Consequently, agencies such as the Enforcement Directorate have intensified investigations into the financial infrastructure supporting narcotics syndicates. Properties linked to traffickers have been attached, shell companies investigated and illicit funding channels dismantled. The Home Ministry’s position has been consistent: narco-money cannot be viewed in isolation. Drug proceeds often flow into organised crime, illegal arms procurement, separatist activity and extremist violence. Perhaps the most striking success story of this campaign has emerged in India’s North-Eastern region. Historically vulnerable because of its proximity to the Golden Triangle, the region had long been exploited as a transit corridor for heroin and synthetic drugs entering India. Enhanced border surveillance, intelligence-sharing and anti-smuggling operations have led to repeated interceptions of narcotics consignments and the disruption of trafficking routes.
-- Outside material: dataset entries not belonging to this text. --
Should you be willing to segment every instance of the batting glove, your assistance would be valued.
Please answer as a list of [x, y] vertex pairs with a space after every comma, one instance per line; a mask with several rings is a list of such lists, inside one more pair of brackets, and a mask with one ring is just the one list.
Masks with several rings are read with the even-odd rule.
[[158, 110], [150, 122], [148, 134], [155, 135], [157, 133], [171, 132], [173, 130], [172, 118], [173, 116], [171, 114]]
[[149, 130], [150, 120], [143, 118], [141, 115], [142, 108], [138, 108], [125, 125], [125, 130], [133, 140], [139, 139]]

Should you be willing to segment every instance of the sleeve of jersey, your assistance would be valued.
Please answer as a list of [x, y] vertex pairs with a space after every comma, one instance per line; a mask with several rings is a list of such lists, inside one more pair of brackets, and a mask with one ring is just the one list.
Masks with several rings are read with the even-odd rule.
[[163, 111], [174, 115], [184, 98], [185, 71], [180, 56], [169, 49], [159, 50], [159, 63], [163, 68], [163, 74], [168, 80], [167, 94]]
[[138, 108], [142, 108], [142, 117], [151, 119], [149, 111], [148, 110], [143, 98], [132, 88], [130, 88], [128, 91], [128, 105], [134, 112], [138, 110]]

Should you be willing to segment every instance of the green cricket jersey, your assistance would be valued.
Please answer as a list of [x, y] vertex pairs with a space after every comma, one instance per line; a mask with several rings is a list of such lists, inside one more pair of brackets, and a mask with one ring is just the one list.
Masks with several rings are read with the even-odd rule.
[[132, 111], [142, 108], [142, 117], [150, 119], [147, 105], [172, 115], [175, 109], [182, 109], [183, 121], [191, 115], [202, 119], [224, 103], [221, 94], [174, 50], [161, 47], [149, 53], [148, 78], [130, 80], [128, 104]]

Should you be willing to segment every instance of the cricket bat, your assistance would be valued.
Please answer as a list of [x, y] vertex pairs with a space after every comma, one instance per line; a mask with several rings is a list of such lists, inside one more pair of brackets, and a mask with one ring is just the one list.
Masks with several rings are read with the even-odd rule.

Importantly, the anti-drug effort in the North East has also been integrated with the Modi government’s larger developmental vision for the region. Infrastructure expansion, connectivity projects and economic integration are viewed as long-term safeguards against narco-criminal ecosystems that thrive on instability and unemployment. The BJP has sought to draw a sharp contrast between the Centre’s aggressive anti-drug posture and what it describes as the softer approach of certain opposition-ruled states.
In Punjab, the drug menace has become both a social tragedy and a political flashpoint. Critics have repeatedly accused the government led by Chief Minister Bhagwant Mann and the Aam Aadmi Party of failing to decisively dismantle entrenched narcotics networks despite repeated promises. HM Amit Shah’s larger political message is unmistakable. Much like terrorism and Naxalism, the narcotics menace too can be defeated through sustained political will, institutional coordination and uncompromising enforcement. His vision of a drugs-free Bharat by 2047 is ambitious, but so too once seemed the goal of rolling back Naxal violence across vast swathes of India. By linking narcotics trafficking with terrorism, organised crime and black money, HM Amit Shah has elevated the anti-drug campaign from a social issue to a strategic national mission. The message from the Home Ministry is now unequivocal: whether it is conventional narcotics or dangerous substances like the so-called “jihadi drug” Captagon, the Indian state will pursue traffickers relentlessly — across borders, across financial systems and across political patronage networks — until the vision of a drugs-free Bharat becomes reality.
The writer is a national spokesperson of the BJP and an acclaimed author; Views presented are personal.